DDIA: Chapter 6

DDIA: Chapter 6

Partitioning

  • For very large datasets or very high query throughput, replication is not enough
  • partitions (sharding, region, tablet, vnode, vBucket): a piece of data belongs to exactly one partition (most of the time); each partition acts as a small database
  • partitions serve the purpose of scalability
  • query throughput can be scaled by adding more nodes
  • complex queries can be parallelized across nodes

Partitioning and Replication

  • partitioning is usually combined with replication (scalability + fault tolerance)
  • a node may store more than one partition

Partitioning of Key-Value Data

  • should spread data and query load as evenly across nodes as possible
  • skewed: some partitions have more data or queries
  • hot spot: a partition with disproportionately high load
  • distributing randomly ensures evenness, but makes readsh ard

Partitioning by Key Range

  • key range partitioning: a partition owns all keys from a min to max; can sort on keys
  • assign a continuous range of keys to each partition
  • queries can be routed to appropriate ranges
  • ranges of keys may not be even (uneven data)
  • boundaries can be chosen manually or automatically
  • within a partition, can keep keys in osrted order
  • cons:
    • access patterns can lead to hot spots, e.g. timeseries data partitioned by date => choose key carefully

Partitioning by Hash of Key

  • hash partitioning: a partition owwns a range of hashes; destroys ordering of keys
  • a good hash should make skewed data uniformly distributed
  • need not be cryptographically strong
  • consistent hashing: boundaries chose pseudorandomly (doesn’t work well)
  • cons:
    • lose ability to do range queries (keys are scattered)
  • compound primary key: key is several columns, and only first part is hashed - rest is used for sorting data (Cassandra) - good for one-to-many relationships

Skewed Workloads and Relieving Hot Spots

  • responsibility of application to reduce skew (e.g. can add random number to beginning or end of key => consequence that reads have to do additional work and combine data from across keys)

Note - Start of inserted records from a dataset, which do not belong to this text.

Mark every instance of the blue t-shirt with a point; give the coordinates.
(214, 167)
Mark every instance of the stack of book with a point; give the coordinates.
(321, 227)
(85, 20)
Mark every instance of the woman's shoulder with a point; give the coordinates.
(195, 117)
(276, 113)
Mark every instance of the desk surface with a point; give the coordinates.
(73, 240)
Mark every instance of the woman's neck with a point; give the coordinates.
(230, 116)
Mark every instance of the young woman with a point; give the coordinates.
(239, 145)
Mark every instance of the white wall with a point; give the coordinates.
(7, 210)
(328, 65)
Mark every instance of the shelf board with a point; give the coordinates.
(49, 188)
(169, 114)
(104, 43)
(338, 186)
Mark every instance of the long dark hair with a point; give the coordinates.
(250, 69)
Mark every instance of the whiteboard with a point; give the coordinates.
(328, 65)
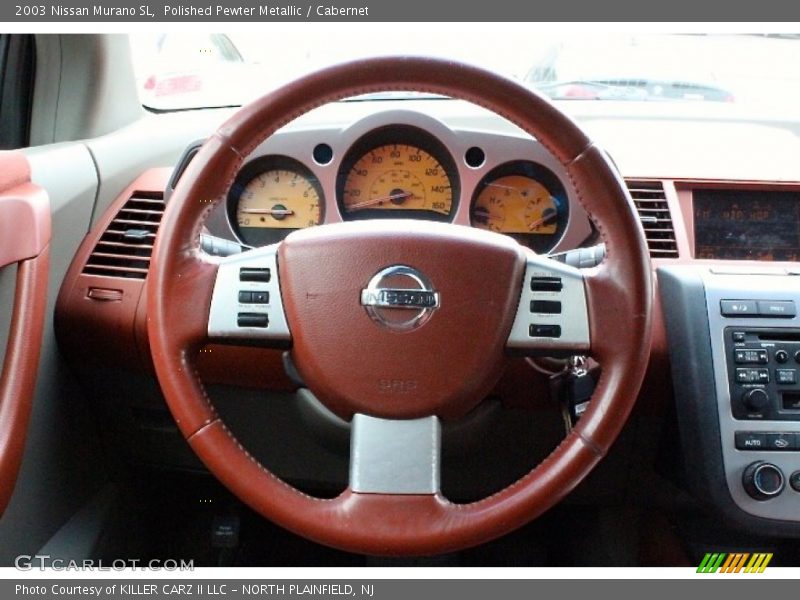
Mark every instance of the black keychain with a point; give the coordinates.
(573, 388)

Partitioning and Secondary Indexes

  • secondary indexes don’t map neatly to partitions

Partitioning Secondary Indexes by Document

  • document-partitioned indexes (local index): secondary indexes are stored in the same partition as the primary key and value
  • only a single partition needs to be updated on write
  • reading requires care: data may be scattered across partitions for a secondary index, requiring a read across all partitions
  • scatter/gather: read across all partitions and combine results (potentially expensive, but commonly used, e.g. MongoDB, Riak, Cassandra, Elasticsearch, SolrCloud, VoltDB)
  • try to structure partitioning scheme so that secondary indexes are on a single partition

Partitioning Secondary Indexes by Term

  • term-partitioned indexes (global index): secondary indexes are partitioned separately using the indexed values (e.g. a range); covers data in all partitions
  • can make reads more efficient - just a request to the relevant partition and may include records from all partitions of the primary key
  • writes are slower since data from a single document may now be on multiple partitions
  • updates to global secondary indexes are often asynchronous due to the potential need for a distributed transaction

Rebalancing Partitions:

  • change can be due to query throughput, dataset size, machine failure, etc.
  • rebalancing: moving load from one node to another
  • after rebalancing, load should be shared fairly
  • during rebalancing, database should continue to accept reads/writes
  • minimize data moved

Strategies for rebalancing

  • hash mod N: could mod 10 hash key (hash as a decimal number)
    • problematic: if the number of nodes changes, most of the keys will need to be moved from one node to another
    • expensive and requires frequent rebalancing
  • fixed number of partitions: create many more partitions than nodes and assign several partitions to each nodes
    • a new node added can steal partitions from every existing node
    • only entire partitions are moved; old partition can be read during transfer
    • can balance towards uneven hardware resources
    • hard to choose the right number of partitions of size of the dataset is variable
  • dynamic partitioning: when a partition exceeds a threshold, it splits into two partitions (proportional to the size of the dataset)
    • each partition is assigned to one node, each node can handle multiple partitions
    • after splitting, a partition can be moved to another node
    • caveat that an empty database starts with a single partition, which means until the threshold is hit, all processing is done by a single node
    • pre-splitting: configure initial set of partitions on an empty database (e.g. on key distribution)
    • can be used on key range-partitioned or hash-partitioned data
  • partitioning proportionally to nodes: make the number of partitions proportional to the number of nodes (Cassandra)
    • fixed number of partitions per node; size of partition grows proportionately
    • adding nodes will reduce sizes of partitions
    • a new node randomly chooses a fixed number of existing partitions to split and takes half (may split unfairly)
    • picking partition boundaries randomly requires hash-based partitioning

Operations: Automatic or Manually Rebalancing:

  • rebalancing is expensive and may overwhelm resources/result in cascading failure due to a node being busy and perceived as failing (triggering data to be moved off, increasing load even further)
  • fully automated rebalancing can be convenient but unpredictable

Request Routing

  • service discovery: how does a client know which partition to request to?
  • strategies:
    • allow a client to contact any node (e.g. via round-robin load balancer), and keep forwarding until partition is found
    • send all requests to a routing tier which determines the appropriate node (partition-aware load balancer)
    • require clients be aware of partitioning; a client connects directly
  • how does a routing component learn about changes?
    • separate coordination service (e.g. Zookeeper maintains authoritative mapping of partitions to nodes)
    • gossip protocol: disseminate changes in cluster state, requests can be sent to any node and a node will forward to the appropriate node - puts more complexity in the database nodes but avoids external service (e.g. Cassandra, Riak)
    • learn about routing changes from cluster nodes through routing tier (e.g. Couchbase)
  • suffient to use DNS for IP address

Parallel Query Execution

  • simple queries only read/write a single key (or scatter/gather)
  • massively parallel processing (MPP): breaks down a complex query into execution stages and partitions that can be executed in parallel on different nodes (e.g. join, filter, group, aggregate - often used for analytics)